并没有,因为如果类型相同,那么t1->t2存在,从而会执行如下操作:

(apply-generic op (t1->t2 a1) a2)

递归调用的语句依然为:

(apply-generic op (t1->t2 a1) a2)
(c)

增加一个if判断产生报错即可:

(define (apply-generic op . args)
  (let ((type-tags (map type-tag args)))
    (let ((proc (get op type-tags)))
      (if proc
          (apply proc (map contents args))
          (if (= (length args) 2)
              (let ((type1 (car type-tags))
                    (type2 (cadr type-tags))
                    (a1 (car args))
                    (a2 (cadr args)))
                (let ((t1->t2 (get-coercion type1 type2))
                      (t2->t1 (get-coercion type2 type1)))
                  ; 进入该步说明没有type1, type2对应的函数, 此时如果类型相同则报错
                  (if (equal? type1 type2)
                      (error "No method for these types" (list op type-tags))
                      (cond (t1->t2
                                (apply-generic op (t1->t2 a1) a2))
                            (t2->t1
                                (apply-generic op a1 (t2->t1 a2)))
                            (else
                                (error "No method for these types"
                                    (list op type-tags))))))
              (error "No method for these types"
                     (list op type-tags)))))))

2.82(p137)

事实上,只要是塔型结构,即使参数只有两个,该函数也会出现问题。

考虑图2.26,假设多边形有一个op,假设现在要对三角形和四边形调用该op,那么必然要将两者转换为多边形,但是该过程无法做到这点。

2.83(p137)

参考资料:

http://community.schemewiki.org/?sicp-solutions

整体结构:

  • 2.83helper
    • arithmetic.scm
    • complex_ari.scm
    • integer_ari.scm(新增)
    • rational_ari.scm
    • real_ari.scm
    • raise.scm(新增)
  • 2.83.scm

raise.scm代码如下:

(define (install-raise-package)
    (put 'raise '(integer)
       (lambda (x) (make-rational x 1)))
    (put 'raise '(rational)
       (lambda (x) (make-real (/ (numer x) (denom x)))))
    (put 'raise '(real)
       (lambda (x) (make-complex-from-real-imag x 0)))
)

主代码如下:

(load "2.83helper/arithmetic.scm")

(define (add x y) (apply-generic 'add x y))
(define (sub x y) (apply-generic 'sub x y))
(define (mul x y) (apply-generic 'mul x y))
(define (div x y) (apply-generic 'div x y))
(define (magnitude z) (apply-generic 'magnitude z))
(define (raise x) (apply-generic 'raise x))

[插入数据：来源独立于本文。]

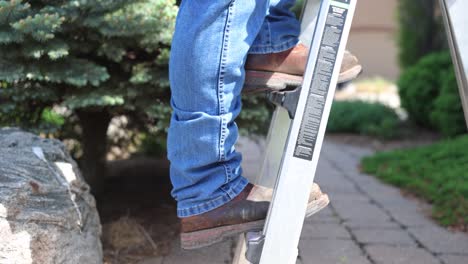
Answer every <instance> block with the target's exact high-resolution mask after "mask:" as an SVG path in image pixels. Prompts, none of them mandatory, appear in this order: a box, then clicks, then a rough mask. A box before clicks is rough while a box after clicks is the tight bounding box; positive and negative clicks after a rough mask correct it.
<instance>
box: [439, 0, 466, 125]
mask: <svg viewBox="0 0 468 264" xmlns="http://www.w3.org/2000/svg"><path fill="white" fill-rule="evenodd" d="M450 2H451V3H450V4H451V5H452V6H450V5H449V3H447V0H440V7H441V11H442V16H443V18H444V26H445V29H446V32H447V37H448V42H449V46H450V51H451V54H452V61H453V66H454V69H455V74H456V76H457V83H458V89H459V93H460V99H461V102H462V105H463V112H464V114H465V121H466V125H467V127H468V79H467V77H468V36H467V35H468V34H466V33H465V35H464V36H462V34H461V30H466V29H465V26H466V25H467V24H468V17H467V16H466V14H463V16H461V15H459V14H458V15H457V16H456V17H452V15H451V12H452V11H451V9H452V8H454V9H457V10H458V12H460V10H465V11H466V10H468V2H467V1H466V0H465V1H464V2H463V1H460V0H458V1H456V2H453V1H450ZM464 13H465V12H464ZM455 29H460V30H458V32H457V31H456V30H455ZM457 33H458V34H457ZM460 42H461V43H460ZM463 56H465V57H463Z"/></svg>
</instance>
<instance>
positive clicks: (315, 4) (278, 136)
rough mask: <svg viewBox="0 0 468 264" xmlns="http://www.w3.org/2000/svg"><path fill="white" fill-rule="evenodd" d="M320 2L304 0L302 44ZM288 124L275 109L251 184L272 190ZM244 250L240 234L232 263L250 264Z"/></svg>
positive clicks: (277, 174)
mask: <svg viewBox="0 0 468 264" xmlns="http://www.w3.org/2000/svg"><path fill="white" fill-rule="evenodd" d="M321 1H322V0H306V1H305V2H304V6H303V11H302V14H301V35H300V37H299V38H300V40H301V41H302V42H303V43H310V42H311V41H308V40H311V39H312V34H313V29H314V28H315V21H316V18H317V14H318V9H319V7H320V3H321ZM290 124H291V119H290V118H289V115H288V113H287V111H286V110H284V109H282V108H281V107H276V109H275V111H274V113H273V116H272V121H271V124H270V128H269V130H268V135H267V140H266V147H265V152H264V155H265V156H264V160H263V164H262V167H261V170H260V173H259V174H258V175H255V176H252V177H249V180H250V181H251V182H252V183H255V184H258V185H261V186H264V187H268V188H274V185H275V182H276V179H277V177H278V173H279V166H280V162H281V159H282V155H283V151H284V148H285V146H286V140H287V137H288V132H289V127H290ZM247 176H249V175H247ZM246 250H247V247H246V242H245V234H241V235H239V239H238V241H237V246H236V250H235V254H234V259H233V262H232V263H233V264H250V262H249V261H248V260H247V259H246V258H245V253H246Z"/></svg>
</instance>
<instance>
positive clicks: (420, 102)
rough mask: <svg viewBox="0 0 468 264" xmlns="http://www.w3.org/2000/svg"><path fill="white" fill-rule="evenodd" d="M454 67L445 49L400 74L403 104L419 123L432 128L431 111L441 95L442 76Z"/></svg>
mask: <svg viewBox="0 0 468 264" xmlns="http://www.w3.org/2000/svg"><path fill="white" fill-rule="evenodd" d="M452 67H453V66H452V60H451V58H450V53H449V52H447V51H444V52H439V53H433V54H430V55H427V56H425V57H424V58H422V59H421V60H420V61H419V62H418V63H417V64H415V65H414V66H412V67H410V68H408V69H407V70H406V71H405V72H404V73H403V74H402V75H401V76H400V79H399V80H398V87H399V94H400V97H401V103H402V106H403V107H404V108H405V109H406V110H407V111H408V114H409V116H410V118H411V119H412V120H413V121H414V122H415V123H417V124H418V125H420V126H423V127H426V128H432V124H431V120H430V113H431V111H432V109H433V108H434V100H435V99H436V98H437V96H438V95H439V91H440V87H441V79H440V77H441V76H442V73H444V72H446V71H447V70H448V69H451V68H452Z"/></svg>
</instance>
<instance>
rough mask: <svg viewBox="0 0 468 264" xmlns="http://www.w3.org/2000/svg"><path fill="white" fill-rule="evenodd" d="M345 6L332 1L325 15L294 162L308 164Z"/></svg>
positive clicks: (341, 32) (323, 101)
mask: <svg viewBox="0 0 468 264" xmlns="http://www.w3.org/2000/svg"><path fill="white" fill-rule="evenodd" d="M348 3H349V0H335V1H332V5H331V6H330V9H329V11H328V16H327V19H326V26H325V29H324V34H323V37H322V40H321V42H320V51H319V54H318V60H317V62H316V64H315V68H314V73H313V80H312V84H311V87H310V90H309V95H308V98H307V103H306V106H305V109H304V115H303V117H302V122H301V127H300V130H299V135H298V138H297V141H296V147H295V149H294V157H296V158H300V159H305V160H312V154H313V151H314V148H315V144H316V140H317V135H318V130H319V126H320V123H321V122H322V116H323V110H324V107H325V101H326V99H327V93H328V89H329V87H330V82H331V78H332V74H333V69H334V68H335V64H336V57H337V55H338V48H339V45H340V41H341V36H342V35H343V27H344V23H345V21H346V16H347V14H348V5H347V4H348Z"/></svg>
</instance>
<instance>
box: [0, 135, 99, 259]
mask: <svg viewBox="0 0 468 264" xmlns="http://www.w3.org/2000/svg"><path fill="white" fill-rule="evenodd" d="M100 236H101V224H100V221H99V216H98V213H97V210H96V202H95V200H94V198H93V196H92V195H91V194H90V188H89V186H88V185H87V184H86V183H85V182H84V180H83V178H82V176H81V174H80V171H79V169H78V167H77V165H76V163H75V161H73V159H72V158H71V156H70V155H69V154H68V152H67V151H66V149H65V147H64V145H63V144H62V143H61V142H60V141H58V140H53V139H43V138H40V137H38V136H35V135H33V134H30V133H26V132H23V131H20V130H17V129H0V264H4V263H15V264H23V263H38V264H42V263H47V264H49V263H51V264H52V263H86V264H94V263H102V245H101V242H100Z"/></svg>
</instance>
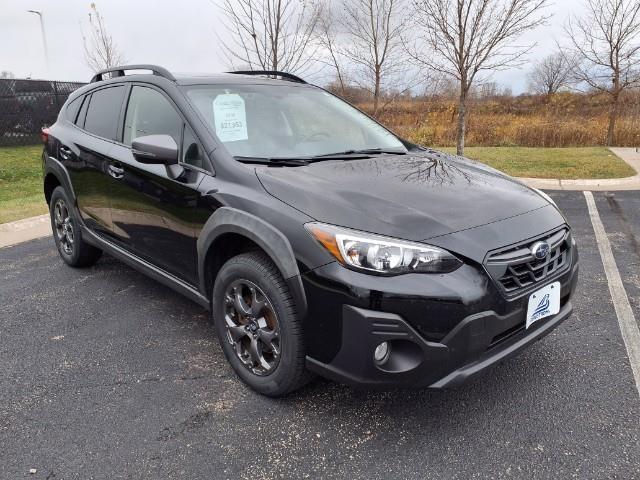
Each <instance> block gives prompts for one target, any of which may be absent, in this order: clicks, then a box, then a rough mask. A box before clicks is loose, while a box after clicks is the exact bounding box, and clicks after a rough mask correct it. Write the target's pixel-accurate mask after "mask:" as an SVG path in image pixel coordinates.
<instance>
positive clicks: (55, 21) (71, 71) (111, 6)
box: [0, 0, 584, 93]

(define d1 (make-integer 1))
(define d2 (raise d1))
(define d3 (raise d2))
(define d4 (raise d3))

(newline)
(display d1)
(newline)
(display d2)
(newline)
(display d3)
(newline)
(display d4)
(newline)
(exit)

结果如下:

(integer . 1)
(rational 1 . 1)
(real . 1)
(complex rectangular 1 . 0)

2.84(p137)

参考资料:

http://community.schemewiki.org/?sicp-ex-2.84

这里假设类型的关系为塔型,所以或者类型$a$可以转换为类型$b$,或者类型$b$可以转换为类型$a$。

整体结构:

  • 2.84helper
    • apply.scm(修改)
    • arithmetic.scm
    • height.scm(新增)
    • raise.scm(修改)
  • 2.84.scm

raise.scm增加一个raise k次的函数:

(define (install-raise-package)
    (put 'raise 'integer
        (lambda (x) (make-rational x 1)))
    (put 'raise 'rational
        (lambda (x) (make-real (/ (numer x) (denom x)))))
    (put 'raise 'real
        (lambda (x) (make-complex-from-real-imag x 0)))
)

(define (raise-k-times x k)
    (define raise-x (get 'raise (type-tag x)))
    (if (= k 0)
        x
        (raise-k-times (raise-x (contents x)) (- k 1))))

height.scm定义层级关系:

(define complex-height
    0)
(define real-height
    (+ 1 complex-height))
(define rational-height
    (+ 1 real-height))
(define integer-height
    (+ 1 rational-height))

(define (height type)
    (cond ((eq? type 'complex) complex-height)
          ((eq? type 'real) real-height)
          ((eq? type 'rational) rational-height)
          ((eq? type 'integer) integer-height)))

修改后的apply.scm:

(load "2.84helper/height.scm")
(load "2.84helper/raise.scm")

(define (apply-generic op . args)
  (let ((type-tags (map type-tag args)))
    (let ((proc (get op type-tags)))
      (if proc
          (apply proc (map contents args))
          (if (= (length args) 2)
              (let ((type1 (car type-tags))
                    (type2 (cadr type-tags))
                    (a1 (car args))
                    (a2 (cadr args)))
                (let ((h1 (height type1))
                      (h2 (height type2)))
                     (define h (abs (- h1 h2)))
                  ; 调整
                  (cond ((< h1 h2)
                         (apply-generic op a1 (raise-k-times a2 h)))
                        ((> h1 h2)
                         (apply-generic op (raise-k-times a1 h) a2))
                        (else
                         (apply-generic op a1 a2)))))
              (error "No method for these types"
                     (list op type-tags)))))))

主函数:

(load "2.84helper/arithmetic.scm")

(define (add x y) (apply-generic 'add x y))
(define (sub x y) (apply-generic 'sub x y))
(define (mul x y) (apply-generic 'mul x y))
(define (div x y) (apply-generic 'div x y))
(define (magnitude z) (apply-generic 'magnitude z))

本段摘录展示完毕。